Editor’s Spot: Global Push to Tackle Sodium Intake
By Judith Riddle
Vol. 25 No. 6 P. 4
Dietitians who don’t work directly with patients with hypertension or hypertension-related illnesses, such as heart attack, stroke, and kidney disease, will be interested to know that the World Health Organization (WHO) recently published a first-of-its-kind report concluding that the implementation of sodium reduction policies worldwide is key to saving millions of lives by 2030.
Currently, several countries aren’t on schedule to meet the global target of a 30% decrease in sodium intake by 2025. In fact, according to the WHO, only nine countries have a comprehensive package of recommended policies in place to reduce sodium intake—the United States, unfortunately, isn’t on that list.
The report, spurred on by the abysmal statistic that more than 18 million people worldwide die each year from heart attack and stroke, includes a “Sodium Country Score Card” to estimate the impact policies have on lowering dietary sodium intake and CVD risk. The scores range from 1 (the lowest level) to 4 (the highest level) and are used to track each country’s performance in the fight against excessive sodium consumption through a variety of actions: the implementation of national policies and voluntary measures to reduce sodium intake and mandatory front-of-pack nutrition labeling of sodium content on prepackaged foods, among other measures.
The overarching message to successfully lower sodium intake globally and save millions of lives is to enact policies aimed at decreasing sodium intake within the food supply and educating consumers to make better lower-sodium food choices. One of the ways consumers can tackle sodium intake is to put down the salt shaker and use a salt substitute.
Research shows individuals who use salt substitutes have a lower risk of heart attack, stroke, and other cardiovascular events, as well as premature death from all causes, compared with those who regularly use table salt. However, individuals with certain chronic diseases shouldn’t use salt substitutes, so these products aren’t for everyone.

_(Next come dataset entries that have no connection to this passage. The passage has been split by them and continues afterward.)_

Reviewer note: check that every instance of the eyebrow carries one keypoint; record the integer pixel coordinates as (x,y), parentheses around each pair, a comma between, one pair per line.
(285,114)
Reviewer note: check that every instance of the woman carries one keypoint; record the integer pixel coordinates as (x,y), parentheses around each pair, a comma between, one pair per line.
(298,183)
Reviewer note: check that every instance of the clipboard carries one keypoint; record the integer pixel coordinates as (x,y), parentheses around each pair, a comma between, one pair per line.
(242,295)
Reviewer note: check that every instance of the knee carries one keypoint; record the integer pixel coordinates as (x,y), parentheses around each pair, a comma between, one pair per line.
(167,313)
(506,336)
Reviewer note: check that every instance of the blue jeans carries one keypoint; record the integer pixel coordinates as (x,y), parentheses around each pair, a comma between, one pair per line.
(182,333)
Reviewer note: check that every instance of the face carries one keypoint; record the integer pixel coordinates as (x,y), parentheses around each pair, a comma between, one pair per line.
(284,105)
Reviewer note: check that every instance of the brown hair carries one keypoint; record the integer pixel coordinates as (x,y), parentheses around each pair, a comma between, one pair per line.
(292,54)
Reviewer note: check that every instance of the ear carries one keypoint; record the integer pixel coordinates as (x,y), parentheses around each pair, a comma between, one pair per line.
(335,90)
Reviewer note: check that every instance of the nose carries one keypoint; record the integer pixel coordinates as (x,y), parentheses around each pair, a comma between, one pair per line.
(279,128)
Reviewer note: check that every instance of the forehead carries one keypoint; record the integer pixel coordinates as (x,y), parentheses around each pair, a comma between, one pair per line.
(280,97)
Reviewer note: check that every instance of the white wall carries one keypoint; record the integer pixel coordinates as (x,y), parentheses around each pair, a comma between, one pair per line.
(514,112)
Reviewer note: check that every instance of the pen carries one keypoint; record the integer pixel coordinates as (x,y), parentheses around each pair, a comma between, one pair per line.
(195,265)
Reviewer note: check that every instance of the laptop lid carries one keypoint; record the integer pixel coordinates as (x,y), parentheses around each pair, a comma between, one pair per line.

To learn more about salt substitutes, the WHO report, sodium’s link to CVD, and recommended intakes, turn to “Sodium Reduction,” on page 20.
Also in this issue are articles on regenerative agriculture, the new Global Malnutrition Composite Score, food and body shaming, and the best Turkish cuisine of the Mediterranean.
Many of you know that Today’s Dietitian recently hosted its 10th annual Spring Symposium on May 14 to 17 at the Hyatt Regency Savannah in Savannah, Georgia. Our continuing education event was the best one yet, as it offered a wide variety of sessions and workshops, opportunities to network with colleagues and presenters, morning fitness activities, breakfast and lunch presentations, and special events. To learn more about the symposium and view the photo gallery, stay tuned for our August/September 2023 issue.
As always, please enjoy this month’s edition!